Face à toutes ces irrégularités, César choisit d’incarner la voie légale et d’attendre scrupuleusement que le délai de dix ans soit écoulé pour se représenter au consulat. Il ne reste cependant pas inactif, fin 52 av JC, il publie le dernier tome de ses « Commentaires sur la Guerre des Gaules » pour faire étalage du génie militaire qui lui a permis de remporter la victoire et d’agrandir le territoire de la République, puis en -51, il annonce qu’il va faire bâtir un nouveau forum ainsi qu’un temple dédié à la Vénus Génitrix, dont il prétend descendre, avec le butin, tout cela pour s’assurer du soutien de la plèbe; et sur le plan politique, en -50, il solde les dettes du tribun Curion et finance la restauration de la basilique Aemilia à laquelle le consul Lucius Aemilius Paullus s’était engagé. Pour finir, il fait élire son fidèle lieutenant Marc Antoine tribun de la plèbe pour -49, bien qu’il échoue à placer Servius Sulpicius Galba au consulat.

Le Sénat s’efforce dès lors d’affaiblir sa puissance militaire. Il lui demande tout d’abord de fournir une légion pour préparer la guerre contre les Parthes et fait de même avec Pompée qui choisit naturellement de donner une de celles qu’il a prêté à César au temps du triumvirat. Les officiers de cette légion, dont les hommes se sont pourtant vus attribuer une prime de 250 drachmes avant leur départ, poussent alors Pompée à sous estimer la puissance de son rival en lui laissant croire que les soldats de César en sont venus à haïr leur chef et qu’il ne le suivront pas au cas ou il viendrait à marcher sur Rome. Le Sénat s’enhardit en disant qu’il n’acceptera la candidature de César au consulat qu’à condition qu’il licencie préalablement ses légions. Marc Antoine y met son véto. Curion fait une contre proposition, César consentira a licencier son armée, si Pompée en fait de même avec ses troupes d’Espagne et d’Afrique. Cette fois-ci, ce sont les consuls qui s’y opposent. César tente alors une ultime conciliation: en l’échange de l’acceptation de sa candidature en son absence de Rome, il ne gardera que deux légions et abandonnera ses proconsulats sur les Gaules Transalpine et Chevelue pour ne garder que ceux sur la Gaule Cisalpine et l’Illyrie. Caton s’indigne du fait qu’un simple citoyen puisse avoir l’outrecuidance de dicter ses conditions à la République et le consul Lentulus fait expulser du Sénat les rapporteurs de la proposition, les tribuns de la plèbe, Curion et Marc Antoine, avant de déclarer César ennemi du peuple.

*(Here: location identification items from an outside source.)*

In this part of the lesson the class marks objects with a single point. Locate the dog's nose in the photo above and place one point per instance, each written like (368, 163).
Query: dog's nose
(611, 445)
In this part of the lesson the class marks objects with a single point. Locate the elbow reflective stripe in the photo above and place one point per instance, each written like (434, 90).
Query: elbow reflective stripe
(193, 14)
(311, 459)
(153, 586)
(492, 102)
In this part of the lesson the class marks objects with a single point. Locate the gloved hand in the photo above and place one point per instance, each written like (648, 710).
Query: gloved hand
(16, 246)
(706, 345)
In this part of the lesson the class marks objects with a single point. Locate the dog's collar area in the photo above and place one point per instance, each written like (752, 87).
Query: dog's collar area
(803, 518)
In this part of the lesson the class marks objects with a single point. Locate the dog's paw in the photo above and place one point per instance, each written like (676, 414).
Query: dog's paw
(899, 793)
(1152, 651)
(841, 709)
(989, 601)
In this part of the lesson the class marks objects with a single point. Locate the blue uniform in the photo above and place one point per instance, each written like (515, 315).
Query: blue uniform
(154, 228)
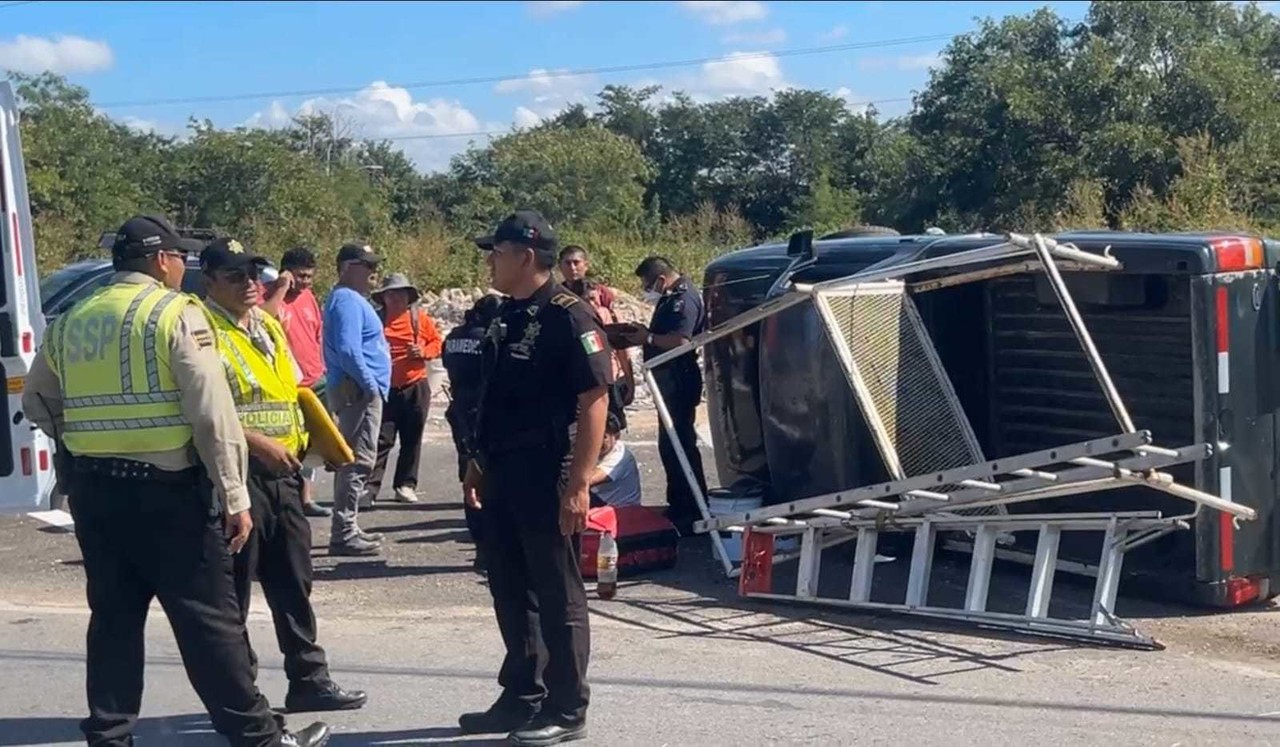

Après s’être montré obéissant et avoir vu toutes les demandes raisonnables qu’il faisait rejetées par le parti des optimates, cet outrage aux représentants du peuple est le dernier argument qui manquait à César pour franchir le pas de l’illégalité. En janvier 49 av JC, il traverse le Rubicon, qui sépare la Gaule Cisalpine du territoire de Rome, avec une légion et résume son devoir de vaincre ou de périr par un « Aléa jacta est » devenu légendaire.